Last night I was free to really cook for the first time in what felt like ages of finals and other stresses...so my buddy Nate and I whipped this together for a group of hungry friends:
Badami Elachi Gosht (Spicy Lamb in Almond Milk)
Leg of lamb braised in a rich and spicy almond cream sauce, steeped with cardamom and cinnamon, topped with slivered almonds, a sprinkle of Aleppo pepper and a drizzle of olive oil.
(doesn't the Hindi name sound so much more "exotic" than it's translation?)
We served it with a traditional tomato-onion relish and...

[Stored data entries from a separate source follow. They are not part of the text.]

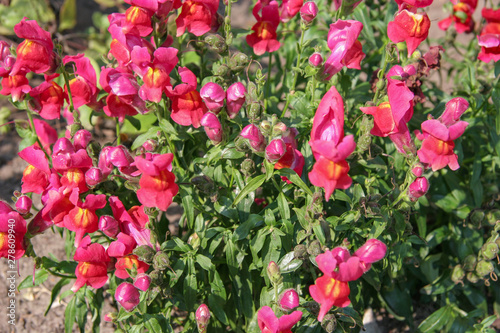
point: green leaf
(249, 188)
(55, 291)
(40, 277)
(437, 320)
(283, 207)
(67, 15)
(294, 178)
(150, 134)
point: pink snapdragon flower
(213, 95)
(346, 49)
(329, 145)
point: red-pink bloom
(82, 218)
(264, 37)
(438, 135)
(36, 174)
(157, 183)
(12, 231)
(187, 106)
(17, 86)
(7, 60)
(202, 318)
(465, 8)
(127, 295)
(23, 204)
(254, 136)
(142, 281)
(329, 146)
(391, 118)
(309, 11)
(418, 188)
(346, 49)
(489, 39)
(290, 8)
(316, 59)
(329, 292)
(235, 98)
(213, 95)
(409, 27)
(47, 100)
(35, 53)
(212, 127)
(84, 85)
(269, 323)
(155, 73)
(198, 17)
(92, 269)
(289, 300)
(109, 226)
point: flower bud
(418, 170)
(300, 252)
(81, 139)
(457, 274)
(127, 295)
(161, 261)
(220, 69)
(109, 226)
(212, 126)
(484, 267)
(142, 281)
(289, 300)
(235, 98)
(418, 188)
(273, 272)
(213, 95)
(145, 253)
(316, 59)
(489, 250)
(216, 43)
(150, 145)
(93, 176)
(23, 204)
(255, 137)
(238, 61)
(254, 111)
(248, 167)
(202, 318)
(470, 262)
(275, 150)
(309, 11)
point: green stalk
(296, 75)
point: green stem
(118, 140)
(296, 74)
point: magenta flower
(309, 11)
(212, 127)
(418, 188)
(213, 95)
(275, 150)
(346, 49)
(289, 300)
(330, 147)
(269, 323)
(92, 269)
(235, 98)
(127, 295)
(202, 318)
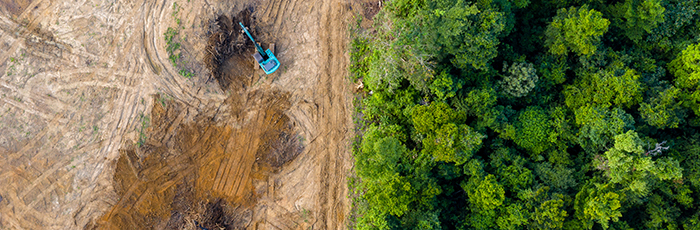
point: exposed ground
(100, 127)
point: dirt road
(78, 84)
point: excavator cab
(266, 59)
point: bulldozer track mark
(30, 27)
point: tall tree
(577, 30)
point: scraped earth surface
(100, 130)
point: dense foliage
(529, 114)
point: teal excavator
(266, 59)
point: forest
(528, 114)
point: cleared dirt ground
(98, 128)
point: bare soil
(99, 130)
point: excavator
(266, 59)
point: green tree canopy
(686, 69)
(577, 30)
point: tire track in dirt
(332, 92)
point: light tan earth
(84, 81)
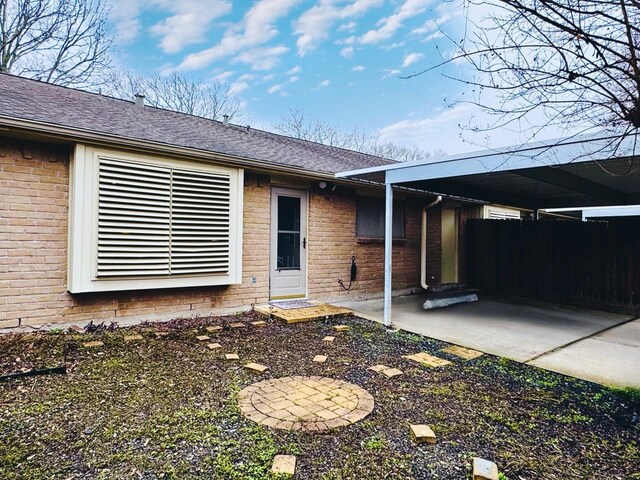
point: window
(370, 217)
(152, 223)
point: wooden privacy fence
(590, 264)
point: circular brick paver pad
(305, 403)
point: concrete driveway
(596, 346)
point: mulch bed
(166, 408)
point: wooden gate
(590, 264)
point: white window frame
(83, 225)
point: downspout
(423, 243)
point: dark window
(370, 217)
(288, 233)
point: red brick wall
(34, 187)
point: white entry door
(288, 243)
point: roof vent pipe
(423, 243)
(139, 98)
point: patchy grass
(166, 408)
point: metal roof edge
(550, 143)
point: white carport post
(388, 246)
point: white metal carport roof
(578, 172)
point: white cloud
(257, 27)
(278, 87)
(124, 15)
(262, 58)
(347, 27)
(224, 76)
(411, 58)
(314, 24)
(189, 22)
(322, 84)
(347, 52)
(237, 87)
(445, 14)
(388, 26)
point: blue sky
(338, 60)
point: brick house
(113, 209)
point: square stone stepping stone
(428, 360)
(462, 352)
(392, 372)
(284, 465)
(132, 338)
(484, 469)
(422, 434)
(256, 367)
(378, 368)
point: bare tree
(180, 93)
(65, 42)
(575, 61)
(296, 125)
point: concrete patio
(596, 346)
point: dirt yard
(166, 407)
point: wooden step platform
(320, 311)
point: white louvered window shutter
(134, 219)
(200, 222)
(162, 221)
(140, 222)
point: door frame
(303, 194)
(456, 246)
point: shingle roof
(26, 99)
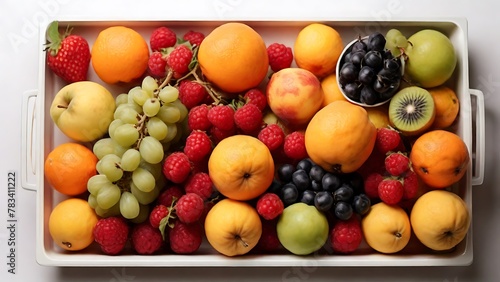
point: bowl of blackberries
(367, 73)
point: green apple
(302, 229)
(431, 58)
(83, 110)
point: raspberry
(146, 239)
(179, 59)
(269, 206)
(189, 207)
(157, 65)
(197, 146)
(111, 234)
(294, 146)
(346, 235)
(397, 164)
(390, 191)
(371, 184)
(194, 37)
(410, 185)
(158, 213)
(177, 167)
(191, 93)
(185, 238)
(168, 195)
(272, 135)
(387, 140)
(198, 118)
(222, 116)
(256, 97)
(162, 37)
(200, 184)
(248, 118)
(280, 56)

Saffron and Golden Raisin Chalau
topped with ground pistachio
Yum! The curry was deliciously rich and an interesting change from my usual psuedo-healthy Afghan qorma. Afghans (as far as I have experienced) never use cream in their "curries", which they call "qormas". The typical base is tomato or sometimes yogurt. "Quoroot" (pronunced "Koo-root") is a favorite delicacy I have never gotten a chance to try: salted yogurt set to dry in the sun into small pebble size balls. These are then reconstituted in soups and qormas! Really it was never a delicacy, but merely a method of food preservation, but like the French "confit" and Italian-American "sun-dried tomatoes", the ancient necessary technique becomes an expensive modern delicacy. Though I also have no idea where I could buy "quoroot" in the US...
Anyway, back to the curry! It was from a recipe in my Cooking With Herbs and Spices cookbook. It was also interesting in the way the base of the sauce was blended together first, including the onions and almonds, and then reduced in the pan over a medium flame, which means the onions never were explicitly sauteed, a shocking shift for me. The result was a clean, nearly white sauce. The lamb made it a bit brown but the cream lightened it once again. The pictures have a yellow tint, but that has more to do with the lighting - the final product was just off-white.

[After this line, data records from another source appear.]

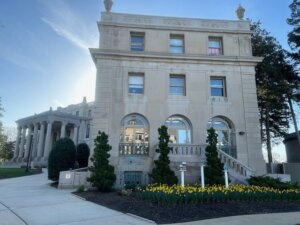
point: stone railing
(134, 148)
(234, 165)
(187, 149)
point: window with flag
(136, 83)
(215, 46)
(217, 86)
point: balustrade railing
(134, 148)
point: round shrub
(61, 158)
(82, 155)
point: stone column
(35, 135)
(21, 149)
(63, 130)
(75, 134)
(41, 141)
(48, 141)
(17, 147)
(27, 148)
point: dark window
(177, 85)
(137, 41)
(136, 83)
(217, 86)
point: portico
(38, 133)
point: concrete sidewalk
(31, 201)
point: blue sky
(44, 57)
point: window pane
(176, 42)
(177, 90)
(177, 81)
(214, 44)
(216, 92)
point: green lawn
(16, 172)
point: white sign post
(202, 176)
(226, 175)
(182, 169)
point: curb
(141, 218)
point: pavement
(31, 201)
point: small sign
(68, 175)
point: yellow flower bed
(195, 194)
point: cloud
(68, 24)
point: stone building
(188, 74)
(36, 134)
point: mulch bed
(185, 213)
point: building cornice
(174, 23)
(166, 57)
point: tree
(6, 152)
(102, 173)
(294, 35)
(214, 167)
(162, 172)
(82, 155)
(61, 158)
(275, 80)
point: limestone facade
(154, 71)
(37, 134)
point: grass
(16, 172)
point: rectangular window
(176, 43)
(137, 41)
(136, 83)
(177, 85)
(217, 86)
(215, 46)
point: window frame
(220, 40)
(132, 44)
(223, 88)
(184, 84)
(142, 75)
(176, 37)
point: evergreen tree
(214, 168)
(294, 35)
(61, 158)
(102, 174)
(275, 80)
(82, 155)
(162, 173)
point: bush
(61, 158)
(82, 155)
(214, 167)
(102, 174)
(162, 172)
(275, 183)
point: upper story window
(215, 46)
(217, 86)
(176, 43)
(136, 83)
(137, 41)
(177, 85)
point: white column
(21, 149)
(41, 141)
(63, 130)
(48, 141)
(35, 135)
(27, 148)
(16, 152)
(75, 133)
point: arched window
(134, 138)
(226, 135)
(179, 130)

The chalau was a simple concoction based on what I've cooked before, but I really like the use of golden raisins rather than regular since the color fit better with the white curry. I was restrained with the saffron, so it left only a mild speckle of yellow and a subtle flavor rather than an explosion of saffron. I wanted to complement the curry, not overpower it.
For dessert, we had delicious mango sorbet from Trader Joe's - if they have it at your local TJ's, pick it up, it's amazing! We blended frozen berries together with cream and drizzled it over for an added effect - Nate's very delicious idea!